Deploying SLURM using SLE HPC patterns
The expansion of High Performance Computing (HPC) beyond the niches of higher education and government realms to corporate and business computing use cases has been on the rise. One catalyst of this trend is increasing innovation in hardware platforms and software development. Both respectively drive down the cost of deploying supercomputing services with each iteration of advancement. Consider the commonality in science and business-based innovation spaces like Artificial Intelligence (AI) and machine learning. Access to affordable supercomputing services benefits higher education and business-based stakeholders alike. Thank you, Alexa?
Hardware overview
Making half of this point requires introduction to the hardware platform used for this example. Specifically, a collection of six ARMv8 CPU based Raspberry Pi 3 systems. Before scoffing at the example understand these Pis are really being used to demonstrate the latter, yet to be made point, of simplified HPC cluster software deployment. But, the hardware platform is still an important aspect.

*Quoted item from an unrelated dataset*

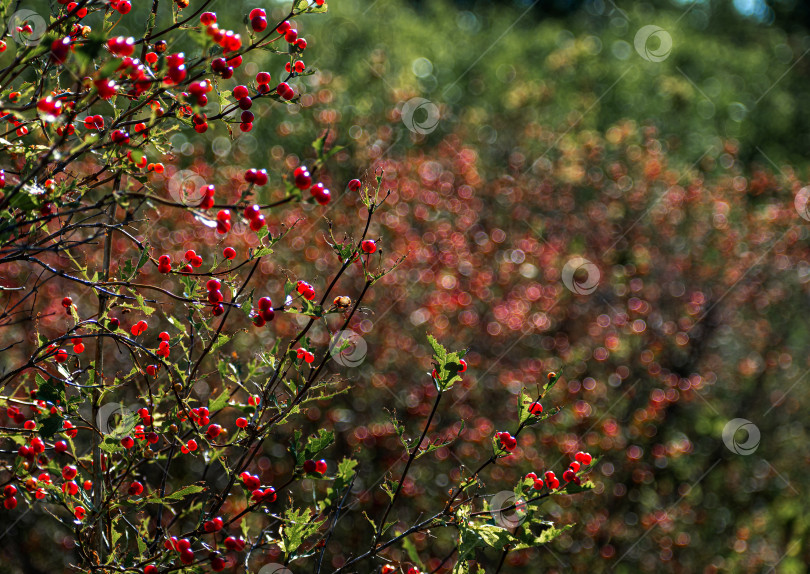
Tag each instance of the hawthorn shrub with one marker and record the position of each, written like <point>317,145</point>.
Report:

Advanced RISC Machine (ARM) began working with Cray, a dominant force in the supercomputing space, in 2014. Initially collaborating with U.S. DoE and European Union based research projects interested in assessing the ARM CPU platform for scientific use. One motivator aside from the possibility of a lower cost hardware platform was the lessening of developer angst porting scientific software to ARM based systems. Most community authored scientific software does not fare well when ported to different hardware platforms (think x86 to GPU), but the move from x86 to ARMv8 is a far less troubled path. Often origin programming languages can be maintained, and existing code requires little change (and sometimes none).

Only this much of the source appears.